Jab. Two jabs. Jab, cross, hook -- duck a wide swinging pad thrown by Bear -- jab, jab, hook.
"I don't get in trouble anymore," she said.
She said her mother told her she's improved at home too, both in attitude and behavior. She does her chores without protest and she doesn't talk back as much.
The discipline of training with Bear and working out with Ms. Haigler has taught her to respect herself and others, she said between punches.
"I am learning self-defense, but I don't want to be a bully," she said.
Diamond said that bullying makes others feel like they are less than a human, and makes them feel bad inside.
Ms. Haigler can't help but smile.
Bear holds his pads up, tells Diamond to get back to work.
It is not everyday you see kids riding a horse in downtown Goldsboro.
But that is exactly what took place Aug. 16.
Powerflow Fitness hosted a cookout behind the buildings on East Walnut Street.
Powerflow clients and supporters came with their kids and other children from the neighborhoods expecting to eat, hang out and to have a good time.
Tony wasn't on the guest list.
"I wanted it to be a surprise for the children," Ms.
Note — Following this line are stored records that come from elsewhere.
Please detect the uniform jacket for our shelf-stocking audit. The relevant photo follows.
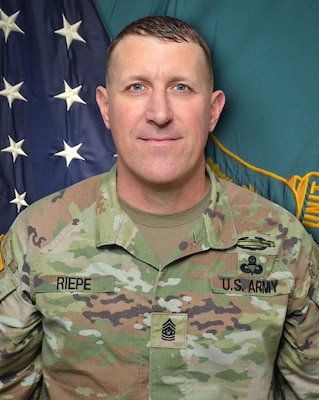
[0,167,319,400]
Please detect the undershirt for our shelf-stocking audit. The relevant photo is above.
[118,188,211,265]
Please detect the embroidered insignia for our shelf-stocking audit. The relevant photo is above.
[240,256,263,275]
[0,235,4,271]
[237,236,276,251]
[151,312,188,349]
[162,318,176,341]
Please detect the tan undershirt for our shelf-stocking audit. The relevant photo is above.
[119,188,210,265]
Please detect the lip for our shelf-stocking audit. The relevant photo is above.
[140,138,181,144]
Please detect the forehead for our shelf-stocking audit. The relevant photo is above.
[111,35,208,78]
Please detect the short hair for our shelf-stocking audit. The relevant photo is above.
[106,15,214,85]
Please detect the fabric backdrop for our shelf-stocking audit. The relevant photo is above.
[96,0,319,242]
[0,0,116,234]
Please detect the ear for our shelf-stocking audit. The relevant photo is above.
[210,90,226,132]
[96,86,110,129]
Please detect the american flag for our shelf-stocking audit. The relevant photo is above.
[0,0,116,234]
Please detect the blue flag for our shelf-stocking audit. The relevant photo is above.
[0,0,116,233]
[96,0,319,243]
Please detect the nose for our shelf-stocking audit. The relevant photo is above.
[146,88,173,127]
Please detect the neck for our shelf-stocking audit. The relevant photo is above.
[117,166,210,215]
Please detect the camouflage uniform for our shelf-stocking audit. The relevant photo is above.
[0,164,319,400]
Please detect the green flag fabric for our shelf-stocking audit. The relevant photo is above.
[96,0,319,243]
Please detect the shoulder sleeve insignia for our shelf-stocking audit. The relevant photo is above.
[0,234,4,272]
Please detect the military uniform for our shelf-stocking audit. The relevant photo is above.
[0,167,319,400]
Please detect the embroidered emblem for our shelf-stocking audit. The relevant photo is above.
[0,235,4,271]
[162,318,176,342]
[237,236,275,251]
[151,312,188,349]
[240,256,263,275]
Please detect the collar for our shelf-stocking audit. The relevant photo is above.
[95,165,237,256]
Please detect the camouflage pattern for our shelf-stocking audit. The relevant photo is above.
[0,164,319,400]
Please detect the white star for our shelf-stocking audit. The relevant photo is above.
[0,78,27,108]
[0,8,24,42]
[1,135,28,162]
[10,189,29,212]
[54,140,85,167]
[54,14,86,49]
[54,81,86,111]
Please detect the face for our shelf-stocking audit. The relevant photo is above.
[97,35,225,195]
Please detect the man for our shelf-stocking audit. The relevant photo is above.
[0,17,319,400]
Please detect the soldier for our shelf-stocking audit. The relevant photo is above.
[0,16,319,400]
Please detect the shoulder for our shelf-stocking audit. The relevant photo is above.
[8,173,112,250]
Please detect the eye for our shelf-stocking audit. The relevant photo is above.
[130,83,144,92]
[175,83,189,92]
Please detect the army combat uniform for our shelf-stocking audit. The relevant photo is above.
[0,167,319,400]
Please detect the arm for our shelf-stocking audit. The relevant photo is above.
[274,239,319,400]
[0,234,43,399]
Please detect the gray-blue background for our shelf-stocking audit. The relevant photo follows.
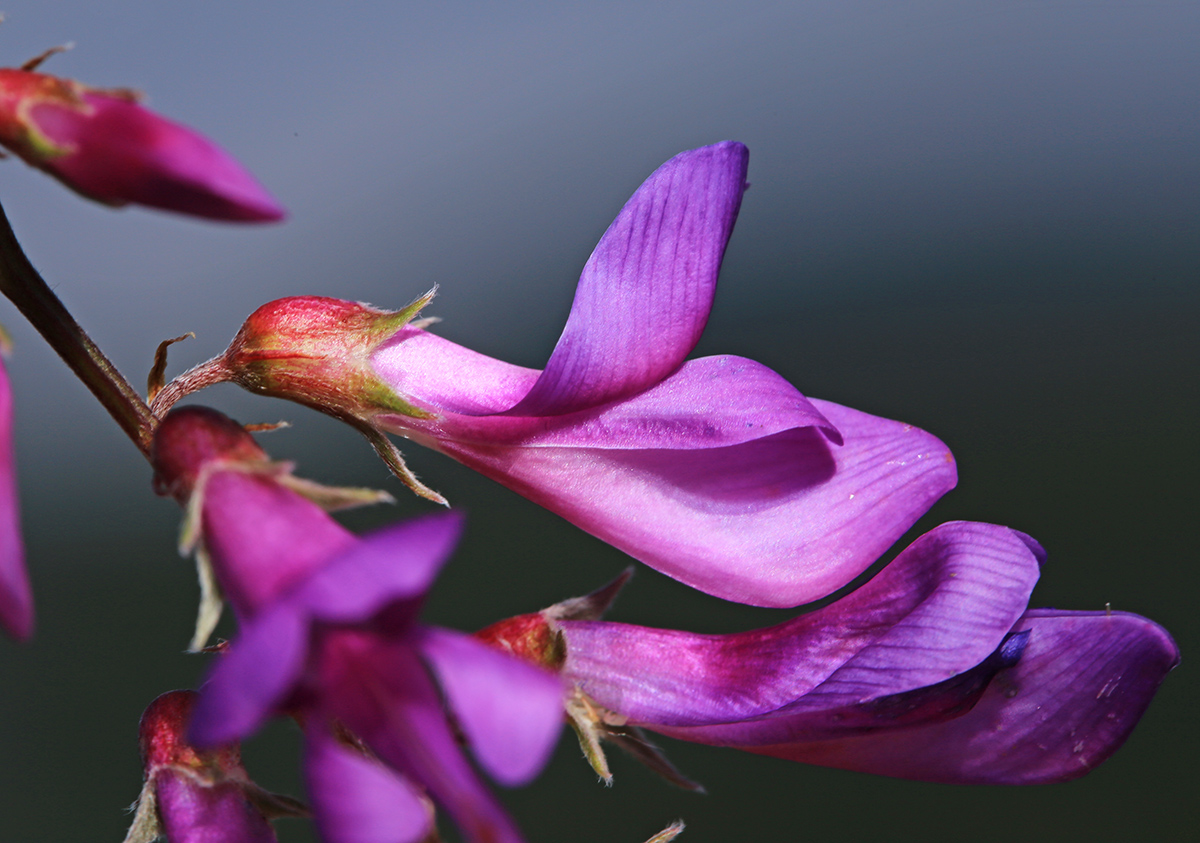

Haigler said.
Tony is one of the horses owned by Ms. Haigler's mother and step father who live in Dudley. He stomped his hoof and shook his mane in protest a few times throughout the day, but for the most part the big white horse seemed to enjoy trotting up and down the grass-covered vacant lot next to her business.
The kids waited patiently for a turn -- sometimes two or three turns -- riding Tony and making the other kids laugh with silly faces from up on high.
It's something many of these kids have never done before, she said.
She said she hopes to eventually take the children she mentors on trips and to places out of town that will expose them to things about which they might not yet have even wondered, but first she wants them to see all of what Goldsboro has to offer.
Next week she is taking them to Chick-fil-A.
"There are kids here who have never been to Chick-fil-A, can you believe it? All they know is their neighborhood and the school they go to and that's it," Ms. Haigler said.
It is part of why she placed her business downtown, to be close to the toughest neighborhoods where kids don't have parents with the money or the means to send them to the Boys and Girls Club or the YMCA.
Those places are great, she said, but not everybody can get to them.
Some of her kids can't walk to the rec. centers or parks around town because to do so they would have to walk through certain neighborhoods. Cutting through the wrong path can lead to trouble, or worse, violence.
Ms. Haigler said she hopes that by showing these kids that Goldsboro has more to offer, such as the Wayne County Arts Council and different restaurants, or the library, that they will open up to the possibilities of becoming more than just troubled youths trying to "make it out."
She's found that some of her kids can sing, or draw or have other talents lying below shy surfaces.
Ms. Haigler said she is open to suggestions, and new clients are always welcome. Classes range from $35 to $45 in most cases. Full price lists and schedules are available in the lobby of the business or online at powerflowfitness.org.
What she is really seeking are more positive things to expose the children to right here in Goldsboro.
"You have to know, I mean really know where you are from before you can know where you are going," she said.